34 In my view, the substance of the employee entitlement claim, the central and critical aspects of it, and its subject matter, relate to payments by the employers, as such, for the benefit of the employees, as such. The payments relate to particular aspects of the remuneration to be received by employees for service to their employer (that is, employee entitlements in respect of severance pay and leave) and belong to and are within the sphere of the relationship between Electrolux and its employees, as such. In so far as there may be some circumstances where amounts paid on account can accrue to the benefit of the trust fund, and interest earned on payments made by the employer is to be paid to the trustee for its services, such provisions are ancillary or incidental aspects of the matter to which the claim relates and do not alter the substantive characterisation of that matter.
35 In Transfield Pty Ltd v Automotive, Food, Metals, Engineering, Printing and Kindred Industries Union (C 2001/4495) (“the Transfield Commission decision”) Justice Munro concluded (at [72]) that a union claim against an employer to make monthly contributions to the Manusafe Trust Fund for the protection of workers’ entitlements was not a matter pertaining to the employment relationship. His Honour (at [65]) accepted that a claim on an employer to accept a duty, or to grant an employee a right, that assures or makes more effective the payment in due course of an entitlement to accrued benefits related to service as an employee as they fall due, is a matter belonging within the employment relationship.
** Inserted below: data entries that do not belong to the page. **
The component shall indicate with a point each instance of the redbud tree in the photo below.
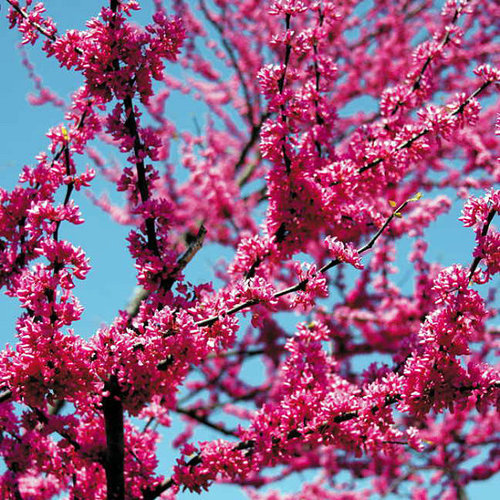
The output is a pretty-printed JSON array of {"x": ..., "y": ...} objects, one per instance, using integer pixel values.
[{"x": 312, "y": 196}]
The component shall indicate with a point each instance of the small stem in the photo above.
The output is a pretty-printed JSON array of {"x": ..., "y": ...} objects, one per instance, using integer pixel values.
[{"x": 115, "y": 455}]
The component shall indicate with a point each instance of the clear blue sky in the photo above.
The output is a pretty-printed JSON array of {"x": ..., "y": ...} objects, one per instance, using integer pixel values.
[{"x": 23, "y": 128}]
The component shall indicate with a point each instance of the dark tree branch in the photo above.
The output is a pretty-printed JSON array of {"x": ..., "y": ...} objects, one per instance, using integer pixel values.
[{"x": 115, "y": 455}]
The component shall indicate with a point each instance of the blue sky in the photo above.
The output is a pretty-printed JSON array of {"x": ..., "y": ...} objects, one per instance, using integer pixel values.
[{"x": 23, "y": 129}]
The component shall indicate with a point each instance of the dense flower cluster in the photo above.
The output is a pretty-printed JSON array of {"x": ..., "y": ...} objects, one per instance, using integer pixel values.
[{"x": 290, "y": 174}]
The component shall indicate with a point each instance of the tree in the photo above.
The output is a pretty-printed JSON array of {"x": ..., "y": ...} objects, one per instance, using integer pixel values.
[{"x": 301, "y": 188}]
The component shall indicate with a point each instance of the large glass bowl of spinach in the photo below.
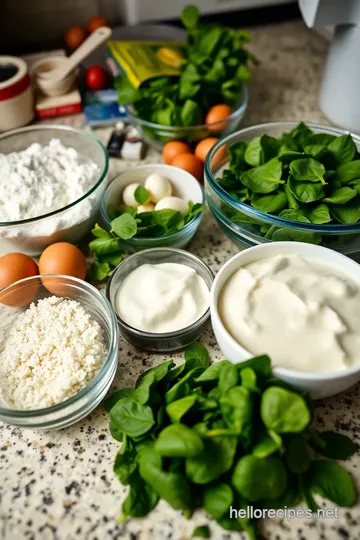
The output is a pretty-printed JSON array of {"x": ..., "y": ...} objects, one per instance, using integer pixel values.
[
  {"x": 283, "y": 181},
  {"x": 214, "y": 71}
]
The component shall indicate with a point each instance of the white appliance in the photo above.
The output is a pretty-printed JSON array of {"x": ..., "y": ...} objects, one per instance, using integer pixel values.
[
  {"x": 135, "y": 11},
  {"x": 339, "y": 95}
]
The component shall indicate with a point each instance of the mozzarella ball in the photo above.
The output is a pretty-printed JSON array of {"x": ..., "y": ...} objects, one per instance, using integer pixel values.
[
  {"x": 145, "y": 208},
  {"x": 129, "y": 195},
  {"x": 158, "y": 187},
  {"x": 173, "y": 203}
]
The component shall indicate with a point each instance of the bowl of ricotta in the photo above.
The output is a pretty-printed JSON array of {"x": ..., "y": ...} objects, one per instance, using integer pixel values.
[
  {"x": 52, "y": 178},
  {"x": 161, "y": 298},
  {"x": 299, "y": 304}
]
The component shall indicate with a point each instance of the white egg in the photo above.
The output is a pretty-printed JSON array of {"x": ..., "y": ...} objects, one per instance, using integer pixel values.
[
  {"x": 158, "y": 186},
  {"x": 173, "y": 203},
  {"x": 129, "y": 195},
  {"x": 145, "y": 208}
]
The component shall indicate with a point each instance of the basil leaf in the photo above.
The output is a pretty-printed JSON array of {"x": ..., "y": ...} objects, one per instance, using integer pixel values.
[
  {"x": 179, "y": 441},
  {"x": 264, "y": 179},
  {"x": 307, "y": 170},
  {"x": 124, "y": 226},
  {"x": 306, "y": 192},
  {"x": 340, "y": 196},
  {"x": 141, "y": 194},
  {"x": 330, "y": 480},
  {"x": 284, "y": 411},
  {"x": 343, "y": 148},
  {"x": 132, "y": 418}
]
However, his Honour (at [70]-[72]) found that certain special features of Manusafe took it outside that relationship. The features include use of investment income on contributions for the benefit of the trust rather than employees, the general discretions conferred on the trustee that leave in doubt the right to payment of entitlements, uncertainty as to portability, the investment objectives of the trust, and other matters that his Honour suggested contributed to “the hybrid character of the Manusafe Fund”. His Honour contrasted the clear and explicit duties and legal framework in respect of employee superannuation entitlements which he said, unlike the Manusafe Fund, enjoyed a legislative and systematic supporting infrastructure.
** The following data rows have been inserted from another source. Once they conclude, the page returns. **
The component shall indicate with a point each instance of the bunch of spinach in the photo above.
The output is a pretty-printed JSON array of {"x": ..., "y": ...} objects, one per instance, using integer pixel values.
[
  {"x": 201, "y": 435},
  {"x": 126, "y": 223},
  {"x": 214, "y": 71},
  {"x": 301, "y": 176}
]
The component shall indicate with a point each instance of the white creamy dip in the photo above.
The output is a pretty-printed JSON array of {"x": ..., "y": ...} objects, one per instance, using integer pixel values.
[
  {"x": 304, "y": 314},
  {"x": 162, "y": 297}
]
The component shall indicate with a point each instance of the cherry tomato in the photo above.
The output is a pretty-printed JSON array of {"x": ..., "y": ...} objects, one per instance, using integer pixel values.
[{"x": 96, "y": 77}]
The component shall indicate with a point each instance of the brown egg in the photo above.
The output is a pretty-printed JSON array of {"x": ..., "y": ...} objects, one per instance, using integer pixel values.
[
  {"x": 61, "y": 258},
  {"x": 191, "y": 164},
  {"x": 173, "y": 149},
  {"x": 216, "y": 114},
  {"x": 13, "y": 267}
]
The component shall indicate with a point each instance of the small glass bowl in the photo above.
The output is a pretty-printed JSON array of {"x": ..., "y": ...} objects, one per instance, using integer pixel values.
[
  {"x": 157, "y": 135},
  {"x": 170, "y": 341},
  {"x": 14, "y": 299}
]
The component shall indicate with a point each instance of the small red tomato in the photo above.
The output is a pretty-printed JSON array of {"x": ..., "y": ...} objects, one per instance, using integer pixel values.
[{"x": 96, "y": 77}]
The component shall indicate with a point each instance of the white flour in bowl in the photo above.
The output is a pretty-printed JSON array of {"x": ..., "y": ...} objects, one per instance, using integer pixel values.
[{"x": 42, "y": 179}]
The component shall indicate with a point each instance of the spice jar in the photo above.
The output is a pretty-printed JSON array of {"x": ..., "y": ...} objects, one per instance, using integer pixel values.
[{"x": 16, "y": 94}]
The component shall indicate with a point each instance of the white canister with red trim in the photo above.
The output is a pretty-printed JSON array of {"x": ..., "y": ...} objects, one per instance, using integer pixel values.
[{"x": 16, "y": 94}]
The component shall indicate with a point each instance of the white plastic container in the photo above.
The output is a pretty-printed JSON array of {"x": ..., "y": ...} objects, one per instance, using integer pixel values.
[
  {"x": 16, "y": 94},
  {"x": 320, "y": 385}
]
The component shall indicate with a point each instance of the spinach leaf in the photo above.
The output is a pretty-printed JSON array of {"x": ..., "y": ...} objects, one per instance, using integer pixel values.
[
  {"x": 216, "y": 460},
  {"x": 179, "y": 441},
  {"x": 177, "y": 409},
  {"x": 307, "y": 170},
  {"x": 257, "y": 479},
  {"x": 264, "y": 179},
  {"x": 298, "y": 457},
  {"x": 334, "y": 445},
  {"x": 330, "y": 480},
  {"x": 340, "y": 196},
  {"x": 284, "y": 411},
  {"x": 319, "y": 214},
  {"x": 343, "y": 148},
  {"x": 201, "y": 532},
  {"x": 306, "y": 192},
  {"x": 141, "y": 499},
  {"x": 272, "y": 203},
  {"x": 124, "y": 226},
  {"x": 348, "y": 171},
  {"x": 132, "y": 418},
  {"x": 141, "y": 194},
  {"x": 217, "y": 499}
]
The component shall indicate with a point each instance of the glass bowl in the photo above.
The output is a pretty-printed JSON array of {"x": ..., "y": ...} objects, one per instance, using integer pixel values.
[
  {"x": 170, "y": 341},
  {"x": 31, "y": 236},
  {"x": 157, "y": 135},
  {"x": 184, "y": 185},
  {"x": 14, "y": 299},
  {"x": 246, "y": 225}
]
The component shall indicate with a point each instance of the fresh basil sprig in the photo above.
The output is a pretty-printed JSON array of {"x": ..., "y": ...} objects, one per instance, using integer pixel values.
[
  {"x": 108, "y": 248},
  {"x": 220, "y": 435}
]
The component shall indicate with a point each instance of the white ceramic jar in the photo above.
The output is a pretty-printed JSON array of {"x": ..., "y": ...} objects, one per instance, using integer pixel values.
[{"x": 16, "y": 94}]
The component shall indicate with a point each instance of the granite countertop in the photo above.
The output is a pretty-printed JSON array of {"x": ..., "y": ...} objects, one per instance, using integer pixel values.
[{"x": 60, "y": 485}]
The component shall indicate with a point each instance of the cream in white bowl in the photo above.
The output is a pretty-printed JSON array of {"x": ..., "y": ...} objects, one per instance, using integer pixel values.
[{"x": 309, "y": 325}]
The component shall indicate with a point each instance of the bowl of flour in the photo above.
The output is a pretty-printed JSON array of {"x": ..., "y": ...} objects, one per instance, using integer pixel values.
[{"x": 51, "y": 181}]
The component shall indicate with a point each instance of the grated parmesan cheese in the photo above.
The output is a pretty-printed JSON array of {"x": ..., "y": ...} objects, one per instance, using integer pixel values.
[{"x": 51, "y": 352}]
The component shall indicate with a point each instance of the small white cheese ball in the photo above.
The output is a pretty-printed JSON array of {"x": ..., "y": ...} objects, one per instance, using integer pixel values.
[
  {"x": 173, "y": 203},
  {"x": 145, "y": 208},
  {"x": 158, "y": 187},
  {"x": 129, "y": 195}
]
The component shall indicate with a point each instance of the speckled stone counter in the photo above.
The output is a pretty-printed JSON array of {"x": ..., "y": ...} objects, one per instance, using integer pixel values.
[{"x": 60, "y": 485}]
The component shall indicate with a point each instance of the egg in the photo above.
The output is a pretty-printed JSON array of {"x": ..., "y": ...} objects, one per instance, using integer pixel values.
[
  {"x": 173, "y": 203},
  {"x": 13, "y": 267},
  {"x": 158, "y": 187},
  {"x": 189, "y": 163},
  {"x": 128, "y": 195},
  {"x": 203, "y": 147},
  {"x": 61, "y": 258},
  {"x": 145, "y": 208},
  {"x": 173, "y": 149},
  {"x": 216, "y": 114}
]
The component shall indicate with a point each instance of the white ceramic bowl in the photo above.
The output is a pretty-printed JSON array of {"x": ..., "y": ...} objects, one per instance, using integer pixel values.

36 In Transfield Pty Ltd v Automotive Food, Metals, Engineering, Printing and Kindred Industries Union [2001] FCA 1533 Justice Moore at [12], in the context of the principles concerning the grant of interlocutory relief, considered that the Transfield Commission decision in respect of the legal issue before the Commission was “arguably correct”. The present case requires determination of that issue in a final, rather than an interlocutory, context. In that context I have some difficulty with the approach taken in the Transfield Commission decision. As explained above, and also later in these reasons, I do not accept that the issue of characterisation of a matter that is the subject of a claim is to be approached by a detailed consideration of the machinery or ancillary aspects of the claim. I also do not accept that the trustee’s discretions or the “hybrid” character of the scheme are as Munro J saw them. While there are plainly aspects of the scheme that require clarification, the claim in the present case is not for implementation without such clarification. Further, if it matters, the claim in the present matter, unlike the claim in the Transfield Commission decision (as explained by Munro J), is expressly stated to be a claim for payment as part of an employee’s remuneration (see cl 10.2).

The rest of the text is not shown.